Ezra stepped away, pulling a phone from his pocket.

“Thank you, Dr. Walsh,” Tucker whispered. “I’m still sorry. I’ll try to stay away from you. I don’t want to make you uncomfortable.”

But he was the only one who knew anything about medicine, and she wasn’t certain he would have forgotten what he’d learned from Dr. McDonald. That kind of knowledge could remain even when personal memories did not. She might be able to coax some of that information out of him and might lead them one step closer to a cure.

Sometimes bad things happened, and it was up to her to make the most of them, to try to see the positive that could come from it.

“I’m okay. You’re Tucker. You’re not Steven. And we’re okay, you and I.” She let Owen help her up. “Good night, Tucker. I’ll see you in the morning. We can fight it out over the last raspberry yogurt.”

“It’s all yours.” Tucker managed to make it back to his seat.

Owen didn’t let go of her hand. “Good night. We’ll see you all in the morning.”

She followed him out, a piece of herself settling. But the larger piece was still in turmoil and it was all about Owen. Maybe it was time to have it out with him, too.

Ezra stepped back in. “We need to move out now. There’s a team on the way. I don’t know how the fucker found us, but he did. Big Tag says we’ve got maybe five minutes. Owen, take Dr. Walsh in my SUV. Ari and Robert, go with them.”

Owen’s hand found hers and he started into the living room.

“I’ll go wake my sleeping prince,” Erin said. “We’ll stay behind and deal with the fallout.
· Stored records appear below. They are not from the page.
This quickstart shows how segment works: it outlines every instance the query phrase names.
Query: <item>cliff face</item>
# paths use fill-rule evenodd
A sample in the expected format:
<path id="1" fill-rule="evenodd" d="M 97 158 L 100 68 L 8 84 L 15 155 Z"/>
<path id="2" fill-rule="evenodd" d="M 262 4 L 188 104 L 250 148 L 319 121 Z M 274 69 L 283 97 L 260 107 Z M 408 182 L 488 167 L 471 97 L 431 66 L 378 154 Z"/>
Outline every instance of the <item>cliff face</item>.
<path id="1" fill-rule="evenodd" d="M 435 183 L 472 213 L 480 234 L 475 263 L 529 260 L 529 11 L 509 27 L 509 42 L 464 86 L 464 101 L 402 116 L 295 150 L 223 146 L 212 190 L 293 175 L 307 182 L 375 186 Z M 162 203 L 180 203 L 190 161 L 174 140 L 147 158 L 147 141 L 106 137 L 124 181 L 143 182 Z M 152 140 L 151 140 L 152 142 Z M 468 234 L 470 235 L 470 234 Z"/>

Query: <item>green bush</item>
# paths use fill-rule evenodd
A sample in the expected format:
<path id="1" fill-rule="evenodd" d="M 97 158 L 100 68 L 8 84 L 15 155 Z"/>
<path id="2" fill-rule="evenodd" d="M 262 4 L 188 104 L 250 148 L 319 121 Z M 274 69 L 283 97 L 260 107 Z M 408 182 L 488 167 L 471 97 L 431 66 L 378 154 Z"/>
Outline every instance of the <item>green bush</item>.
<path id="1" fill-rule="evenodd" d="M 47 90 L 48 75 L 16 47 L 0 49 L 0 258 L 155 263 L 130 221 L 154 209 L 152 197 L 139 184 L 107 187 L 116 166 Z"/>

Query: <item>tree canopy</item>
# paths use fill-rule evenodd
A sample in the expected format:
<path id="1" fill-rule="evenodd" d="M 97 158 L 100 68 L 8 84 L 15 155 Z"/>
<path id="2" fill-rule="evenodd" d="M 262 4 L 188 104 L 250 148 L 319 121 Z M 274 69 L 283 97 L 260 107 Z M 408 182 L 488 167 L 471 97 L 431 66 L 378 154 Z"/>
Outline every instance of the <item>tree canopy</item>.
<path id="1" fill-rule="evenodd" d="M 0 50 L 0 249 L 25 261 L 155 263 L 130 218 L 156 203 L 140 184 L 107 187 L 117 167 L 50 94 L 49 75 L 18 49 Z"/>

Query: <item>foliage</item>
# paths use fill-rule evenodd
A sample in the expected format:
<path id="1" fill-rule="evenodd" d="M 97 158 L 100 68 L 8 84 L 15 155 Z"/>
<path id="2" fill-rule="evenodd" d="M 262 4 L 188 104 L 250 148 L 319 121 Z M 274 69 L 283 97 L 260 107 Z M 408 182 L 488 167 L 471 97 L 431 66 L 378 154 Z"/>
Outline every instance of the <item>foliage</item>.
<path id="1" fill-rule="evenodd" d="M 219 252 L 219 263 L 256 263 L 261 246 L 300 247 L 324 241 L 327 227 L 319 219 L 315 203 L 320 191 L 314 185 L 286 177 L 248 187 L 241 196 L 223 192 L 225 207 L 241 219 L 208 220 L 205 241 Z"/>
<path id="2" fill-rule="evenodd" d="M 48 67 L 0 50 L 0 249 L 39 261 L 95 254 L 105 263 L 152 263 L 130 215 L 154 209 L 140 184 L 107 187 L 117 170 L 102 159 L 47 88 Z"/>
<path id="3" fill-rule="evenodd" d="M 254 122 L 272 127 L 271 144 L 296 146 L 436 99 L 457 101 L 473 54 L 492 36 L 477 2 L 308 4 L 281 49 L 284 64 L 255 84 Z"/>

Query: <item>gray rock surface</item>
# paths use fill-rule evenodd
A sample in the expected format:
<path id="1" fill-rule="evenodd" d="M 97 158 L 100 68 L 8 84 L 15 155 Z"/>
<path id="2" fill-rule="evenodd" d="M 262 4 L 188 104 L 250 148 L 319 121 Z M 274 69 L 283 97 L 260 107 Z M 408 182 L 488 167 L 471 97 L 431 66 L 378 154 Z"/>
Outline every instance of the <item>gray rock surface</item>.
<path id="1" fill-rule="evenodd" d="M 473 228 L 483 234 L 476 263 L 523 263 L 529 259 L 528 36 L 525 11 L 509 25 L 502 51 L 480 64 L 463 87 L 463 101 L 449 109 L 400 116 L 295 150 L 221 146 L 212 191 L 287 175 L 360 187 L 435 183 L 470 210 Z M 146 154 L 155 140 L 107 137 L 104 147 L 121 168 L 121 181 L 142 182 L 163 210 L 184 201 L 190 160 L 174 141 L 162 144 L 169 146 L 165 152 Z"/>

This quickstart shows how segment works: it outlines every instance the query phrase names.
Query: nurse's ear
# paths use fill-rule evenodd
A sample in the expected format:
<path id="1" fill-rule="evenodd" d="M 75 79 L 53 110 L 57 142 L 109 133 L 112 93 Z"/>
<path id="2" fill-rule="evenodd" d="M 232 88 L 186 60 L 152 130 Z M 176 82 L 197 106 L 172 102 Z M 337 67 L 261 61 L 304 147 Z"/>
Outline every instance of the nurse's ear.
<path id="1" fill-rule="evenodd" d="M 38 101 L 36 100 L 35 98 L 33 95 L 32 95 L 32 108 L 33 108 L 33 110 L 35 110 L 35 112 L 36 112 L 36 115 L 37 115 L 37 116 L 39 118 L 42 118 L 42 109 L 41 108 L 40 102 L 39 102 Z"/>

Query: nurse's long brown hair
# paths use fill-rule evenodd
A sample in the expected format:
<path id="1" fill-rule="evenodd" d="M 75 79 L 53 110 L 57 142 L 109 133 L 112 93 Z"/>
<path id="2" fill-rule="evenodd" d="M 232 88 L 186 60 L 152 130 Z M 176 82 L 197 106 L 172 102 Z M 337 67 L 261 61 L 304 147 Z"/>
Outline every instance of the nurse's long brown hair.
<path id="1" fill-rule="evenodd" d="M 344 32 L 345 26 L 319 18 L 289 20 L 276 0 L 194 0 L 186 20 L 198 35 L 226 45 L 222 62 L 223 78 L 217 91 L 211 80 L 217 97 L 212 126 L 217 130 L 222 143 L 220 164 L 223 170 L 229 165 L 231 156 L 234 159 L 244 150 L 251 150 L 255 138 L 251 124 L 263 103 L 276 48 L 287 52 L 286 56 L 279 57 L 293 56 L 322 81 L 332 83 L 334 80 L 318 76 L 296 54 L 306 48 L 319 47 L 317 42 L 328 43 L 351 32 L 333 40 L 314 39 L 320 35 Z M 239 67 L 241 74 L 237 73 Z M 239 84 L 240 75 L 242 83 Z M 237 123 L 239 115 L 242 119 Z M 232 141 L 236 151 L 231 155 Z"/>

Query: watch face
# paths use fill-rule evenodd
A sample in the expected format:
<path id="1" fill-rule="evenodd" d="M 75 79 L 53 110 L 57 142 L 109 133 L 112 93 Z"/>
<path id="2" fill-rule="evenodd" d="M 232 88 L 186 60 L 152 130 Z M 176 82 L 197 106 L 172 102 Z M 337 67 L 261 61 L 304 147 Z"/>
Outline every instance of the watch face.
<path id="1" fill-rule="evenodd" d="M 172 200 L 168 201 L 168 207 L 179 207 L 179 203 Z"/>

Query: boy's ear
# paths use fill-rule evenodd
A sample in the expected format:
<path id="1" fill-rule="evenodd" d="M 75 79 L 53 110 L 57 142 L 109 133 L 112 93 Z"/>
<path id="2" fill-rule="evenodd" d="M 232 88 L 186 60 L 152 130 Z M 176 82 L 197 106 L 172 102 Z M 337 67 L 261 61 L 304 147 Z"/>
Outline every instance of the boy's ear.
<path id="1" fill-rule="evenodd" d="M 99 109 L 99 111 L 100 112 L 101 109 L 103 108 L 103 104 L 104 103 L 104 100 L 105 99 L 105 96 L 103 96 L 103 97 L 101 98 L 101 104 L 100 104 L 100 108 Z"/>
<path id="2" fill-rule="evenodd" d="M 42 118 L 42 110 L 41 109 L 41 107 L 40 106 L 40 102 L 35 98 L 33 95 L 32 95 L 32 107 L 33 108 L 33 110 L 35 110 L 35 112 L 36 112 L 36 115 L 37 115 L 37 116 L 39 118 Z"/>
I can’t wait to answer all those questions.”

“Tucker, take Nina and hop in the van with River and Jax. I’ll take Dante and Sasha,” Ezra said, reaching for his backpack. “You know the protocols. Let’s move.”

Owen frowned at his boss. “You know what this means?”

Ezra nodded tightly. “I do. We have to deal with it later. Scatter now and implement a twenty-four-hour blackout on communications. See you on the other side, brothers.”

It looked like her night was taking a turn for the worse.